Biology 300

Notes on the binomial distribution

The binomial distribution is used many times and for many purposes in the first half of this course. This note may help you organize your studying for the exam, and perhaps lessen a bit of the confusion.

Uses of the binomial distribution:

1) Simple probability calculations.
If n independent trials are carried out (e.g., if you have n = 5 children), and the probability of success in each trial is p (e.g., the chance that each child is a daughter is p = 0.5) , then what is Prob(X=x) (e.g., what is the probability of having at least 3 daughters)? Your straightforward formula helps here.
Note: Use the normal approximation to the binomial (with the continuity correction) when n is large.

2) Binomial test.
This is an exact substitute for a goodness of fit test involving two categories, and has the same assumptions (independent observations or trials). It is used to test hypotheses such as HO: p = 0.5 vs HA: p != 0.5. Computing P = Prob(a result at least as extreme as that observed under HO) is now just a probability calculation as in (1) above.

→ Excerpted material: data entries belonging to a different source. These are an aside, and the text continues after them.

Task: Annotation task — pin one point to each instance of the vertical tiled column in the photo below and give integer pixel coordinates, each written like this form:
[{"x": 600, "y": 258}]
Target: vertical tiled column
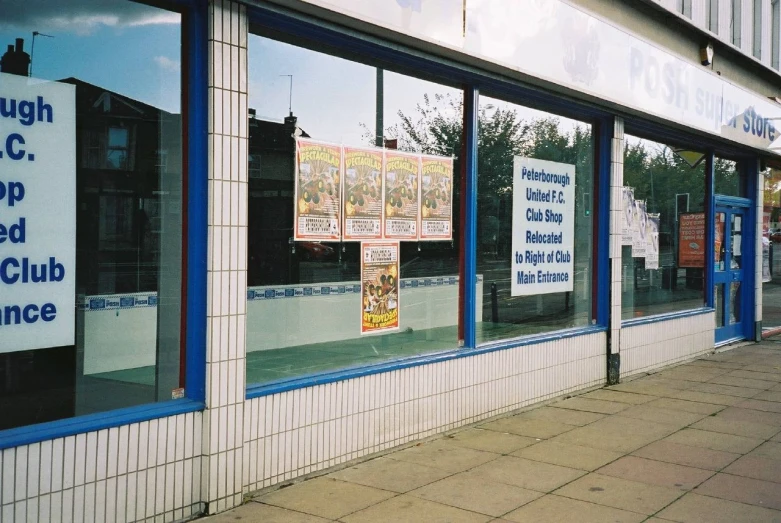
[
  {"x": 616, "y": 218},
  {"x": 227, "y": 264}
]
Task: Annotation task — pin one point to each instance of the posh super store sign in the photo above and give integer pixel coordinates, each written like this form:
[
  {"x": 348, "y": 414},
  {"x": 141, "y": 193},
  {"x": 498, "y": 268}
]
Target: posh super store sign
[{"x": 556, "y": 42}]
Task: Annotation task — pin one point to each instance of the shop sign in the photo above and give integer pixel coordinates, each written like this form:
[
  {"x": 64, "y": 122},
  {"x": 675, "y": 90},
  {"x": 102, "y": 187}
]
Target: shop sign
[
  {"x": 37, "y": 214},
  {"x": 379, "y": 287},
  {"x": 691, "y": 240},
  {"x": 543, "y": 227}
]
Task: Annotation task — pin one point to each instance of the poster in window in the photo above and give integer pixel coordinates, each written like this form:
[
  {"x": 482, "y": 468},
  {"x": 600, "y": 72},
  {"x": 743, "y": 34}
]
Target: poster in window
[
  {"x": 379, "y": 287},
  {"x": 639, "y": 220},
  {"x": 402, "y": 194},
  {"x": 652, "y": 241},
  {"x": 691, "y": 240},
  {"x": 436, "y": 198},
  {"x": 627, "y": 222},
  {"x": 362, "y": 193},
  {"x": 318, "y": 191}
]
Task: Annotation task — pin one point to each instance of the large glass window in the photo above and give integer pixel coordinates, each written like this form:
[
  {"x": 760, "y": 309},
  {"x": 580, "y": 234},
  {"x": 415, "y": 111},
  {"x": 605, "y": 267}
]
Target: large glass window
[
  {"x": 663, "y": 252},
  {"x": 346, "y": 156},
  {"x": 91, "y": 220},
  {"x": 534, "y": 225}
]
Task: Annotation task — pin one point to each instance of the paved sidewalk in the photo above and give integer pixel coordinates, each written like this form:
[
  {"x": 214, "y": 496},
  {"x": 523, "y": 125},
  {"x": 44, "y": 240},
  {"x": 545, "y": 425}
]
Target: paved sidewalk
[{"x": 700, "y": 442}]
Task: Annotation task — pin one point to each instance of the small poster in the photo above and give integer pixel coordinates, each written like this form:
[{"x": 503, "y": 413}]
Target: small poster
[
  {"x": 652, "y": 241},
  {"x": 627, "y": 224},
  {"x": 402, "y": 177},
  {"x": 362, "y": 194},
  {"x": 691, "y": 240},
  {"x": 436, "y": 198},
  {"x": 318, "y": 191},
  {"x": 379, "y": 287},
  {"x": 639, "y": 228}
]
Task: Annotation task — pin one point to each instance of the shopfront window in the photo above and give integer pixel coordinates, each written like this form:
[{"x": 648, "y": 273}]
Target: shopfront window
[
  {"x": 535, "y": 225},
  {"x": 353, "y": 214},
  {"x": 90, "y": 222},
  {"x": 663, "y": 229}
]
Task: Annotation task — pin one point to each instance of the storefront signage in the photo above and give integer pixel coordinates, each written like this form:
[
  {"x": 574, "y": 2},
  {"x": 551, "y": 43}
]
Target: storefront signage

3) Estimating a binomial proportion.
This involves a random sample of size n (i.e., n independent trials) from a population, and our goal is to estimate p. For example, we might want to estimate p = the fraction of individuals in a population that have AIDS. If we find X individuals with the disease in our random sample, then our best estimate for p is X/n. In such cases it is often a good idea to compute also the standard error for your estimate (see your lecture notes). If n is reasonably large, you could also compute a 95% confidence interval for p (this involves the normal approximation; see your notes).

4) Is the distribution binomial?
This last application is probably the most difficult, but potentially the most interesting biologically. Let's say we are studying a species of insect, and have been investigating its peculiar family structure: most families seem to be made up of mainly sons or mainly daughters. For example, in a random sample of 20 families of n=5 offspring each, 8 had 0 sons, 1 had 2 sons, no families had 3-4 sons, and 11 had exactly 5 sons. The pattern is strange because we would usually expect the number of offspring of a given sex in families of size n to follow a binomial distribution (do you know why?). A first step in describing this pattern would then involve a goodness of fit test to the binomial distribution.